Avec une franchise indifférente, elle confessa:

—Oui, puisque vous allez d'une allure folle, et que je sais, superbe, la pointe de Jobourg!

Il sourit. Une petite flamme courte luisait dans ses yeux.

—Alors tout est bien... Mademoiselle, je vous enlève, comme ma mère m'y engage. Moi non plus, je ne parle pas quand je suis dans mon personnage de chauffeur. Donc, nos deux silences s'accommoderont fort bien de leur voisinage... Et la promenade est décidée, puisque ma mère en a eu la bonne idée!

A ce soin qu'il avait de faire intervenir la vieille marquise, Claude devina qu'il redoutait chez elle quelque scrupule de convenance; une hésitation à s'en aller ainsi, seule, avec un inconnu, encore que cet inconnu dût lui paraître presque un «monsieur d'âge». Elle avait dix-huit ans et lui, devait frôler la quarantaine. Évidemment, il ne pouvait savoir qu'elle avait toute la liberté d'action d'une fille habituée à ne compter que sur sa propre protection. Du moment qu'elle ne serait pas astreinte à l'obligation de causer, elle se réjouissait comme une gamine de cette aubaine inouïe et elle consentait.

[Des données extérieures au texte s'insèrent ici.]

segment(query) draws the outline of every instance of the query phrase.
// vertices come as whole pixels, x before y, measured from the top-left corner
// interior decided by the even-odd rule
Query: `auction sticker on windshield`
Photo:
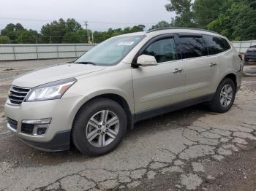
[[[118,46],[132,46],[135,42],[120,42]]]

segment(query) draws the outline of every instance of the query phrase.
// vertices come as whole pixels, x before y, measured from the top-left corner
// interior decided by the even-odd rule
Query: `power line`
[[[24,21],[36,21],[36,22],[53,22],[55,20],[46,20],[46,19],[29,19],[29,18],[18,18],[18,17],[0,17],[0,20],[24,20]],[[88,20],[92,23],[103,23],[103,24],[116,24],[116,25],[155,25],[154,23],[119,23],[113,21],[102,21],[102,20]]]

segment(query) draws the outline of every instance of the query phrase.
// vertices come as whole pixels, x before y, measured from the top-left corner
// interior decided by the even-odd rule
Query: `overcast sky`
[[[170,22],[167,0],[4,0],[0,7],[0,29],[20,23],[39,31],[42,26],[59,18],[89,21],[94,31],[104,31],[139,23],[151,27],[160,20]],[[83,26],[83,27],[84,27]]]

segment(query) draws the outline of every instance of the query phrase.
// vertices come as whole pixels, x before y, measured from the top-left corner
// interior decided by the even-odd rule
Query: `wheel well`
[[[91,101],[91,100],[94,100],[94,99],[99,98],[108,98],[108,99],[113,100],[113,101],[116,101],[116,103],[118,103],[124,109],[124,112],[127,114],[127,128],[129,129],[133,128],[133,117],[132,116],[132,113],[131,113],[131,111],[129,109],[129,105],[128,105],[127,102],[126,101],[126,100],[123,97],[121,97],[118,95],[112,94],[112,93],[99,95],[99,96],[97,96],[94,97],[91,99],[89,100],[84,104],[86,104],[89,101]]]
[[[234,74],[229,74],[227,76],[225,76],[225,78],[231,79],[233,80],[233,82],[234,82],[234,83],[235,83],[236,88],[237,87],[236,77]]]

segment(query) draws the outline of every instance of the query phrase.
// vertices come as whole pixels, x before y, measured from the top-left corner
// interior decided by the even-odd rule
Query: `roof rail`
[[[168,27],[168,28],[156,28],[156,29],[153,29],[153,30],[148,30],[146,32],[151,33],[151,32],[154,32],[154,31],[162,31],[162,30],[170,30],[170,29],[190,29],[190,30],[201,31],[206,31],[206,32],[210,32],[210,33],[214,33],[217,34],[219,34],[217,32],[211,31],[209,30],[196,28],[189,28],[189,27]]]

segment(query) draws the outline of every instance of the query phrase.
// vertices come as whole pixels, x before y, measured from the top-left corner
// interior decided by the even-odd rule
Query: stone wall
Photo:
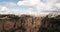
[[[38,32],[41,17],[0,15],[0,32]]]

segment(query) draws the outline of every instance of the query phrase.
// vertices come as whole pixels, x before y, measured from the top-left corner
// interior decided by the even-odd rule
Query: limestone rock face
[[[30,15],[0,15],[0,32],[38,32],[41,20]]]

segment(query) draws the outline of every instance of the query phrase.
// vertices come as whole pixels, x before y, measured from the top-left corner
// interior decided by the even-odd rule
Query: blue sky
[[[60,0],[0,0],[0,14],[45,15],[59,9]]]

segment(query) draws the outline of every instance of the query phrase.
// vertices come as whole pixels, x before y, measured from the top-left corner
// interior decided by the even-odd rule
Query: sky
[[[47,15],[60,12],[60,0],[0,0],[0,14]]]

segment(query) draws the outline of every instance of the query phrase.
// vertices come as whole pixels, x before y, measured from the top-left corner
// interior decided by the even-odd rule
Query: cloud
[[[23,0],[18,1],[17,5],[27,6],[34,11],[56,11],[56,8],[60,8],[58,1],[60,0]]]
[[[6,11],[6,10],[8,10],[7,7],[0,7],[0,11]]]

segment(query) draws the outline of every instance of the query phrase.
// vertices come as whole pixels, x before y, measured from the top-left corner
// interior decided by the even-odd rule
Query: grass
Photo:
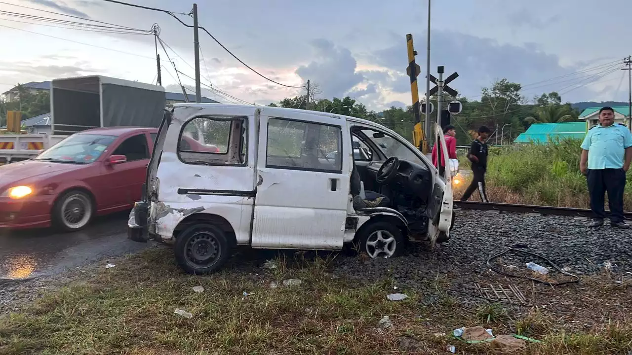
[[[487,354],[485,346],[437,335],[475,325],[544,340],[525,354],[632,350],[632,328],[624,320],[578,332],[537,310],[522,315],[497,304],[461,304],[447,295],[446,278],[424,286],[442,295],[424,305],[425,292],[394,291],[389,279],[334,278],[331,262],[279,258],[271,270],[228,268],[195,277],[183,275],[167,250],[149,250],[0,318],[0,354],[445,354],[448,344],[458,352]],[[283,286],[291,277],[303,282]],[[270,288],[272,281],[280,286]],[[204,291],[194,292],[196,286]],[[408,298],[387,301],[394,292]],[[176,308],[193,317],[174,314]],[[386,315],[393,327],[380,329]]]
[[[581,141],[564,140],[548,145],[521,145],[490,149],[485,182],[495,202],[587,208],[586,178],[580,172]],[[460,166],[469,169],[465,155]],[[461,194],[469,184],[457,189]],[[478,199],[477,193],[472,200]],[[628,174],[624,207],[632,211],[632,173]]]

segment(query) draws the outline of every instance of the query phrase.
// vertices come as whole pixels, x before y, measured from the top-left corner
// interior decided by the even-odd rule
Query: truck
[[[102,75],[54,79],[51,83],[50,134],[0,135],[0,165],[37,157],[85,129],[158,127],[166,107],[161,86]]]

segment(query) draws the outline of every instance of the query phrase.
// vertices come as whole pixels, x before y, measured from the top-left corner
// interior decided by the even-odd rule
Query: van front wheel
[[[376,222],[363,226],[358,235],[360,252],[371,258],[391,258],[401,255],[405,243],[404,236],[395,226],[386,222]]]
[[[200,223],[185,229],[174,246],[178,264],[191,274],[215,272],[226,262],[231,244],[226,233],[212,224]]]

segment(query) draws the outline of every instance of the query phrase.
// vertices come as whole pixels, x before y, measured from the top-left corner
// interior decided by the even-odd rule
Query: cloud
[[[296,73],[303,80],[317,83],[325,97],[341,97],[364,80],[356,72],[357,63],[349,49],[323,39],[312,41],[315,60],[301,66]]]
[[[422,34],[415,35],[416,38],[425,38]],[[501,44],[491,39],[438,30],[432,32],[431,40],[431,73],[437,76],[437,65],[444,66],[446,76],[457,71],[459,76],[450,86],[466,96],[474,95],[475,97],[480,95],[482,87],[489,87],[494,80],[502,78],[524,85],[576,70],[575,67],[562,67],[557,55],[540,51],[538,46],[533,44],[524,45]],[[420,61],[418,63],[423,67],[422,62],[425,61],[424,58],[418,56],[417,57]],[[410,81],[405,75],[408,65],[405,46],[396,45],[375,51],[367,57],[367,60],[398,73],[391,75],[393,92],[410,91]],[[423,71],[425,71],[422,69]],[[425,91],[424,77],[422,73],[418,79],[421,92]],[[532,96],[564,86],[560,85],[557,88],[554,85],[539,88],[531,87],[525,90],[528,92],[524,93]],[[585,92],[586,89],[580,90]],[[574,95],[576,94],[576,92],[574,93]]]
[[[47,8],[50,8],[51,9],[54,9],[61,11],[66,15],[71,15],[73,16],[78,16],[79,17],[83,17],[83,18],[90,18],[88,14],[80,11],[76,9],[74,9],[68,6],[65,3],[59,1],[59,3],[53,1],[52,0],[27,0],[28,1],[32,3],[33,4],[37,4],[38,5],[42,5]]]
[[[402,102],[401,101],[397,101],[397,100],[387,102],[384,105],[389,108],[392,107],[393,106],[401,109],[405,109],[406,107],[406,104]]]
[[[377,85],[371,83],[367,85],[366,88],[351,90],[348,92],[346,95],[351,97],[362,97],[370,93],[377,93]]]

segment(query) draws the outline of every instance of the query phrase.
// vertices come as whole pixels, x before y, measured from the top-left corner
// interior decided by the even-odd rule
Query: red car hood
[[[15,186],[16,183],[41,181],[64,171],[82,169],[85,164],[69,164],[25,160],[0,166],[0,190]]]

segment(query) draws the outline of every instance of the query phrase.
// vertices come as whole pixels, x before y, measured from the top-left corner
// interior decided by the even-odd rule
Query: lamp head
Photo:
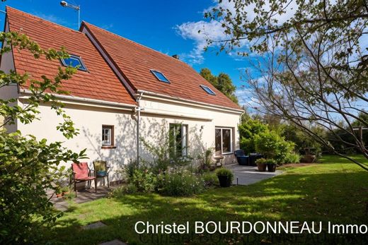
[[[68,3],[67,3],[65,1],[62,1],[60,2],[60,5],[62,6],[63,7],[67,7]]]

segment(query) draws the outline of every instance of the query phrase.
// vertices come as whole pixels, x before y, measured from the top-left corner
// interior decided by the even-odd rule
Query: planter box
[[[267,169],[268,172],[275,172],[276,165],[267,165]]]
[[[231,185],[231,179],[227,176],[218,176],[221,187],[229,187]]]
[[[265,172],[267,169],[267,165],[257,165],[257,167],[258,167],[258,171],[259,172]]]

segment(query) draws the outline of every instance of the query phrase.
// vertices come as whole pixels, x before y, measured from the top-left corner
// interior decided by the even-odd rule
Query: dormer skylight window
[[[74,68],[77,68],[78,70],[84,71],[87,71],[84,63],[83,63],[82,58],[76,55],[69,54],[69,58],[62,59],[62,63],[64,66],[70,66]]]
[[[207,94],[211,95],[216,95],[216,93],[212,89],[208,88],[207,86],[201,85],[200,88],[202,88],[205,91],[206,91]]]
[[[165,76],[163,76],[163,74],[162,73],[161,73],[160,71],[155,71],[155,70],[151,70],[151,72],[152,73],[152,74],[154,74],[154,76],[156,76],[156,78],[159,80],[161,80],[161,82],[163,82],[163,83],[170,83],[170,81],[168,80],[168,79],[166,78],[166,77]]]

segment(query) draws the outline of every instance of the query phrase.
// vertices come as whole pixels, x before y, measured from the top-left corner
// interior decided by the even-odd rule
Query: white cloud
[[[245,106],[246,108],[248,108],[249,112],[260,104],[258,99],[254,96],[253,92],[250,88],[244,88],[243,89],[238,89],[235,92],[235,95],[238,97],[239,104],[241,107]]]
[[[223,1],[222,3],[218,3],[217,1],[214,1],[216,3],[203,10],[203,13],[210,12],[214,8],[222,8],[228,9],[231,13],[235,14],[236,10],[233,1]],[[246,6],[247,19],[248,20],[253,20],[255,17],[255,13],[253,11],[254,4]],[[274,16],[275,19],[278,20],[279,24],[282,24],[292,18],[296,10],[297,4],[294,1],[289,4],[285,8],[286,13],[282,15],[277,14]],[[268,4],[265,5],[265,11],[269,11],[270,6]],[[184,39],[192,40],[194,41],[194,48],[188,54],[181,54],[180,57],[191,64],[202,64],[204,61],[203,52],[204,48],[207,45],[206,40],[209,39],[215,41],[212,44],[212,47],[219,46],[219,43],[216,43],[216,41],[220,41],[226,39],[226,35],[224,34],[224,28],[222,27],[222,24],[216,20],[200,20],[197,22],[187,22],[181,25],[178,25],[176,27],[178,33]],[[200,32],[198,33],[198,31]],[[241,40],[239,47],[234,50],[228,53],[231,57],[238,61],[243,61],[244,57],[239,56],[238,52],[244,52],[249,51],[249,43],[247,40]],[[255,54],[249,54],[251,56],[256,56]]]
[[[65,25],[67,23],[67,22],[64,19],[53,14],[46,14],[40,12],[35,12],[33,13],[33,14],[36,16],[40,17],[40,18],[57,23],[59,25]]]
[[[194,41],[195,47],[188,54],[180,54],[180,57],[192,64],[203,62],[207,40],[219,41],[226,37],[221,24],[214,20],[187,22],[176,25],[176,29],[183,38]]]

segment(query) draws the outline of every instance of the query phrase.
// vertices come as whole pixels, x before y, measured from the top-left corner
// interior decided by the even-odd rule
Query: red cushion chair
[[[73,181],[74,182],[74,191],[76,197],[76,184],[88,181],[88,187],[91,187],[91,181],[95,181],[95,191],[97,192],[97,181],[96,176],[91,176],[91,169],[87,162],[72,163]]]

Mais c'est à Mme de Ryeux, que, soudain, les scrupules venaient. Hésitante, elle commençait:

—Vous ne pensez pas, ma petite fille, que Mme Ronal trouverait peu convenable une promenade en ces conditions?

Claude se mit à rire:

—Oh! madame, Élisabeth est incapable d'avoir une pareille idée... Elle me laisse toujours libre d'aller où, et avec qui, je juge pouvoir le faire.